Ein historischer Empfang für die Mondreisenden
Die vier Astronauten der Artemis-Mission hatten Ende März 2026 die Mondoberfläche betreten und damit einen neuen Meilenstein in der bemannten Raumfahrt gesetzt. Es war die erste Mondlandung seit über fünf Jahrzehnten. Trump würdigte die Leistung des Teams und betonte die Bedeutung des amerikanischen Raumfahrtprogramms. „Sie haben Geschichte geschrieben und gezeigt, dass Amerika wieder die Führung im Weltraum übernimmt“, sagte der Präsident.

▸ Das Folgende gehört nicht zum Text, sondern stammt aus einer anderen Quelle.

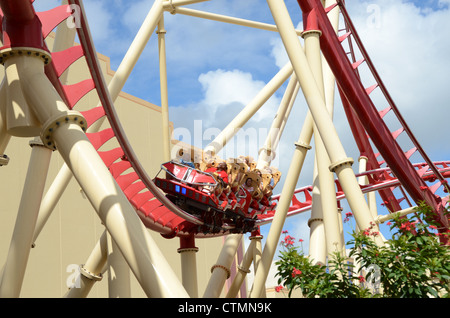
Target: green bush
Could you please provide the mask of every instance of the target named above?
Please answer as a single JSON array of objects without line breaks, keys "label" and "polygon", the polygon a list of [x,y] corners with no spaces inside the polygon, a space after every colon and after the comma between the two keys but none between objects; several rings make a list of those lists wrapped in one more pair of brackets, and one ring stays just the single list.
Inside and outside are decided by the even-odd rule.
[{"label": "green bush", "polygon": [[449,297],[449,249],[439,242],[443,234],[436,233],[432,213],[420,205],[413,217],[394,218],[388,223],[392,238],[381,247],[373,241],[379,233],[371,228],[353,232],[348,256],[358,269],[340,253],[334,253],[327,266],[313,264],[284,231],[276,262],[278,284],[289,296],[300,289],[308,298]]}]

Die Astronauten und ihre Mission
Reid Wiseman, Victor Glover, Christina Koch und Jeremy Hansen verbrachten insgesamt zwölf Tage auf dem Mond. Sie führten wissenschaftliche Experimente durch und sammelten Gesteinsproben. Besonders hervorgehoben wurde der Beitrag von Christina Koch, die als erste Frau bei einer Mondmission dabei war. „Es ist ein Privileg, Teil dieser Mission zu sein und die nächste Generation zu inspirieren“, erklärte Koch.
Der Empfang im Weißen Haus war nicht nur eine Ehrung, sondern auch ein Symbol für die enge Zusammenarbeit zwischen der NASA und der US-Regierung. Trump betonte, dass die USA weiterhin in die Raumfahrt investieren werden, um künftige Missionen zum Mars und darüber hinaus zu ermöglichen.
Die Astronauten zeigten sich dankbar für die Unterstützung und betonten, dass der Erfolg der Mission nur durch Teamarbeit möglich gewesen sei. „Wir haben gezeigt, dass alles möglich ist, wenn man zusammenarbeitet“, sagte Victor Glover.